Возможно, поэтому я так часто и возвращался к любимым книгам
— биографиям господ литераторов. Приходит на ум, что я в них искал не то
оправдания личной судьбы, не то остерегающих знаков. Не было чтения
увлекательней — нечто поистине колдовское мерцало в историях чудаков, которые
предпочли путешествиям и похождениям одинокие, монашески
келейные дни.
Мне было всего четыре года, когда впервые я накарябал первые
строчки — с той самой поры вёсны и зимы преобразились в горы исписанной мною
бумаги.
То, что подобное графоманство —
небезопасная форма безумия, стало не слишком веселым открытием, но совершил я
его уже поздно — как говорится, игра была сделана.
Впрочем, я далеко не уверен, что, даже явись прозрение
раньше, оно бы смогло меня отрезвить. Думаю, что был обречен.
2
«А напоследок я скажу!..» Бедная женщина! Горькой дрожью в
душе моей всегда отзывалась эта пронзительная строка. Столько в ней слышалось
тайных смыслов и тайной муки! Здесь и обида, и детски трогательная угроза
враждебной жизни за все печали, за все, что так и не состоялось. «А напоследок
я скажу…» Когда-нибудь слепые прозреют, и как вам будет горько и стыдно, мои
читатели и гонители! Но, как известно, проходят дни, стремительный поток
поколений заглатывает и страсти, и судьбы, тускнеют обиды, вянут венки, глохнут
далекие голоса.
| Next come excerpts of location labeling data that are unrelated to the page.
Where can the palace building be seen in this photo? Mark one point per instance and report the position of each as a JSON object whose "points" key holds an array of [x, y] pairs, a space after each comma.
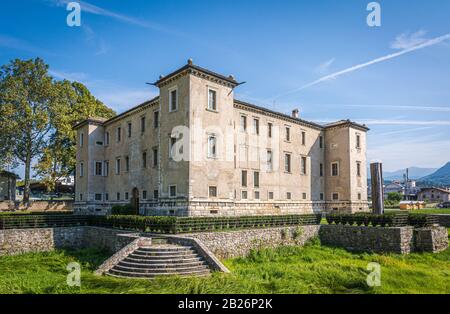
{"points": [[195, 150]]}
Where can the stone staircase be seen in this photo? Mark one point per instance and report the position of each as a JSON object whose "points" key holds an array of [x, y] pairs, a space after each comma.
{"points": [[160, 259]]}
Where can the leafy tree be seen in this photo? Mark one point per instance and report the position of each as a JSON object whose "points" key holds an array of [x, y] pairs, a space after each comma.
{"points": [[72, 103], [394, 197], [25, 95]]}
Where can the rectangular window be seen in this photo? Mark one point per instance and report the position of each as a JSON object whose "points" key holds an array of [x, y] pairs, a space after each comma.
{"points": [[243, 123], [212, 190], [118, 166], [256, 126], [244, 178], [334, 169], [118, 134], [303, 165], [287, 163], [256, 179], [81, 169], [98, 168], [127, 163], [212, 100], [173, 100], [156, 119], [288, 134], [212, 146], [155, 157], [172, 142], [142, 124], [269, 160], [173, 191], [144, 160]]}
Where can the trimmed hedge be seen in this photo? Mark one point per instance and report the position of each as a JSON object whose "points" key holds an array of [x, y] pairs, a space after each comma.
{"points": [[385, 220], [201, 224]]}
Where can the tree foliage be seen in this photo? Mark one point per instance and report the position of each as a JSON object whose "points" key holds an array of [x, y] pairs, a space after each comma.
{"points": [[36, 119]]}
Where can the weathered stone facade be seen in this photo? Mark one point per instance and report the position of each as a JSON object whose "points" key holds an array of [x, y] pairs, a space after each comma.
{"points": [[37, 206], [228, 157]]}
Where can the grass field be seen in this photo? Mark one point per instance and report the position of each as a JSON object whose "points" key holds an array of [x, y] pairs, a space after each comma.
{"points": [[310, 269]]}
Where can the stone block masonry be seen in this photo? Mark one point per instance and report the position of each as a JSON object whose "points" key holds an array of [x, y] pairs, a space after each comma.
{"points": [[240, 243], [19, 241], [368, 239]]}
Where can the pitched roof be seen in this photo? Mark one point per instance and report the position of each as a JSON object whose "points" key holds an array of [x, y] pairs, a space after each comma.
{"points": [[4, 173], [230, 79]]}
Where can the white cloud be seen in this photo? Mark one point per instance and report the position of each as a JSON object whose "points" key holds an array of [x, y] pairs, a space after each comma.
{"points": [[407, 108], [323, 67], [428, 43], [408, 40], [70, 76], [93, 9], [121, 99]]}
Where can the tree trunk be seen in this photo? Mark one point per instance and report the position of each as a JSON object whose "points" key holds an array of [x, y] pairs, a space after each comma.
{"points": [[26, 188]]}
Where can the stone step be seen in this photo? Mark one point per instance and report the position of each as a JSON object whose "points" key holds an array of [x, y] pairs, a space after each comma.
{"points": [[160, 241], [161, 265], [153, 270], [157, 249], [163, 255], [127, 275], [162, 260]]}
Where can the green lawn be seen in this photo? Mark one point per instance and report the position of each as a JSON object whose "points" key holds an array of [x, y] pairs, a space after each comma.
{"points": [[311, 269]]}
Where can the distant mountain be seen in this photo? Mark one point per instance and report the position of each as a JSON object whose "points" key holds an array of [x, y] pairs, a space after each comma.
{"points": [[439, 177], [414, 173]]}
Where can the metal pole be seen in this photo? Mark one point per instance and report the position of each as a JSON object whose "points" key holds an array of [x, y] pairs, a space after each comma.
{"points": [[376, 172]]}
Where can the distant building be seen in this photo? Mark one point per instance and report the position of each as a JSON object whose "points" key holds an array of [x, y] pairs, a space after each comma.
{"points": [[8, 186], [69, 180], [434, 195]]}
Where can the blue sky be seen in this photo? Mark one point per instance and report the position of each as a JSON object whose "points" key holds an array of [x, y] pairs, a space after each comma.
{"points": [[292, 54]]}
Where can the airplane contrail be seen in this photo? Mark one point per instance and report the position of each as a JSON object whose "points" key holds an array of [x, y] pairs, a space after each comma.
{"points": [[425, 44]]}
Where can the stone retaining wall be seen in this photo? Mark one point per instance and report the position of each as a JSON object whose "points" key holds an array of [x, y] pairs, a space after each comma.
{"points": [[368, 239], [19, 241], [241, 242], [444, 220]]}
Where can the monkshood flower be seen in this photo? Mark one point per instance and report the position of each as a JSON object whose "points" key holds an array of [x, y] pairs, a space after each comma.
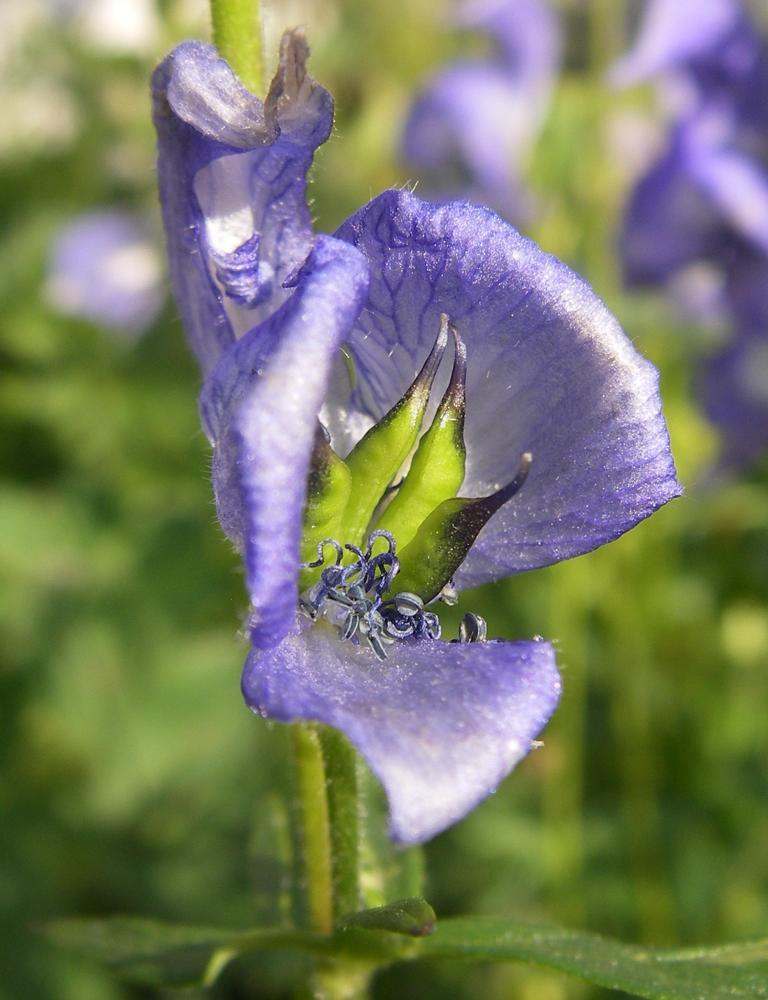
{"points": [[104, 268], [470, 128], [431, 333], [734, 382], [711, 47], [702, 208]]}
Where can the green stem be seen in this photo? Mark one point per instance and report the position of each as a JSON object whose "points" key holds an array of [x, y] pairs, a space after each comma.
{"points": [[315, 835], [237, 34], [343, 808]]}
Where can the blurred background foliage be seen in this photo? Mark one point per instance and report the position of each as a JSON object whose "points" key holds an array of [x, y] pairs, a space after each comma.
{"points": [[133, 778]]}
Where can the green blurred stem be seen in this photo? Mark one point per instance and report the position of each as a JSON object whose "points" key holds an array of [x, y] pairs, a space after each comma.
{"points": [[315, 832], [237, 34], [343, 813]]}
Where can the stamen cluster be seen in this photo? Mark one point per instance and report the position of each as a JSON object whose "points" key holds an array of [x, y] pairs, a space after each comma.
{"points": [[353, 597]]}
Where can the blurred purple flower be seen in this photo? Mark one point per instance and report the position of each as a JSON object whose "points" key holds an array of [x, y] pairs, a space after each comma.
{"points": [[705, 201], [469, 130], [103, 267], [549, 370]]}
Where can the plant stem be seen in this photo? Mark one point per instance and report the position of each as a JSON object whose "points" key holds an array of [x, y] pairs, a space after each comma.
{"points": [[315, 834], [343, 808], [237, 34]]}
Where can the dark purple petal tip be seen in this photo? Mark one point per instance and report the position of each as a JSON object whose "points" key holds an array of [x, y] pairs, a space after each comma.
{"points": [[440, 724], [232, 176]]}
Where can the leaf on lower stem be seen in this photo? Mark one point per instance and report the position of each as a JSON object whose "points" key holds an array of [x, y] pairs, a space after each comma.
{"points": [[413, 916]]}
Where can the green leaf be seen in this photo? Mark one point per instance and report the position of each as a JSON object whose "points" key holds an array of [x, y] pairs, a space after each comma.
{"points": [[412, 916], [718, 973]]}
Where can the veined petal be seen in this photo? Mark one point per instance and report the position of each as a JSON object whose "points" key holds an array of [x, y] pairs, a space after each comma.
{"points": [[670, 220], [440, 724], [232, 175], [549, 371], [527, 33], [260, 406]]}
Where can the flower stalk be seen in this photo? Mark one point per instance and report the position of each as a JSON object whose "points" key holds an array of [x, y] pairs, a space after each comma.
{"points": [[238, 35]]}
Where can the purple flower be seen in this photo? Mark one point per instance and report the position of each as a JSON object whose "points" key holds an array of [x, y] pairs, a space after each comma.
{"points": [[704, 203], [104, 268], [471, 127], [539, 365]]}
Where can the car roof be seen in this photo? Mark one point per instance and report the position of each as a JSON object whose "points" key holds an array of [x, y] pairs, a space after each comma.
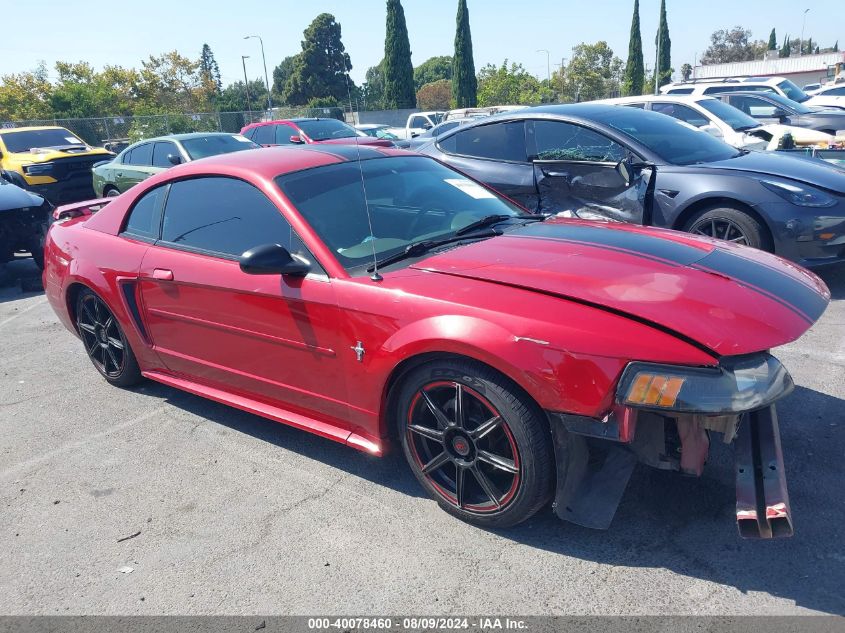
{"points": [[33, 128]]}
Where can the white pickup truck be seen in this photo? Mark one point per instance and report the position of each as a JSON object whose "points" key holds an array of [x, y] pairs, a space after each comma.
{"points": [[417, 123]]}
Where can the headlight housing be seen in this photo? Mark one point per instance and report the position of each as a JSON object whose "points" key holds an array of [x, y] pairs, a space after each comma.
{"points": [[799, 195], [737, 385], [38, 169]]}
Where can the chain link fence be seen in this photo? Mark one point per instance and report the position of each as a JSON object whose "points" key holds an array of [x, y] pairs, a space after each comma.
{"points": [[115, 132]]}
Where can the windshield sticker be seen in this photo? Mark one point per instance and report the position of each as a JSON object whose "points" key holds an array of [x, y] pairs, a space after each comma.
{"points": [[470, 188]]}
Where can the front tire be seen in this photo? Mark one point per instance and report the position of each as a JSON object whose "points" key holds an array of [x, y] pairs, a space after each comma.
{"points": [[729, 224], [104, 341], [478, 445]]}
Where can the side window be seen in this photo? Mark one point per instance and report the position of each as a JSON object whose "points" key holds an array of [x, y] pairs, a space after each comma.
{"points": [[142, 155], [144, 216], [681, 112], [223, 216], [283, 134], [264, 135], [496, 141], [160, 153], [556, 140], [753, 106]]}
Мало-помалу становится ясно, что побеждает жизнеспособность. Ее
же выковывает характер.
Похоже, что это и есть то слово, которое должен знать каждый
автор.
Можно упомянуть о многом: о наблюдательности, о
восприимчивости, необходимости впечатлений, о том, что надо уметь внедряться
в своих героев и осязать их на вкус и на ощупь, любить в них не только все
их достоинства, даже — их слабости и грехи, но главное действующее лицо
творческой драмы — сам автор. И прежде всего его характер. Речь, разумеется, не
о гениях — для нашего брата, честного труженика, характер даже важней
дарования. Речь, разумеется, не о гениях — я говорю о чернорабочих. Все свои
удачи я высидел. Я от рождения обделен щедротами и дарами фантазии. Бог
отчего-то не пожелал поцеловать меня в макушку.
Но и характер, и трудолюбие, и воля, и даже способность к
схиме могут оказаться напрасны. Еще важнее — совпасть с эпохой. В особенности —
в нашем отечестве.
3
Подобной удачей могут похвастать немногие русские литераторы.
Ибо история нашей словесности — история ее испытаний.
Я не берусь объяснять причины. Это, бесспорно, предмет исследования,
а им эти записи быть не могут, как говорится, по определению. Скажу лишь — тут
много всего сошлось. И то, как мы прожили эти столетия, и то, что принято
называть нашими национальными свойствами, и даже нашим предназначением. Все эти
традиционные символы сколь правомерны, столь и условны.
Понятно, что на этой планете у всех сложившихся образований
есть и свои родовые признаки, свой опыт, своя особая мистика.
Но несомненно, что нашему брату досталось и круче, и тяжелей,
нежели всем европейским коллегам, не говоря о заокеанских.
Такое исходное, столь разительное отличие судеб моих
соотечественников от прочих прославленных биографий определила роль государства
и в том, что пишет, и в том, как мыслит, и в том, чем дышит русский писатель.
Мечта о свободе, о независимости сопровождает нашу
словесность на всем ее долгом крестном пути.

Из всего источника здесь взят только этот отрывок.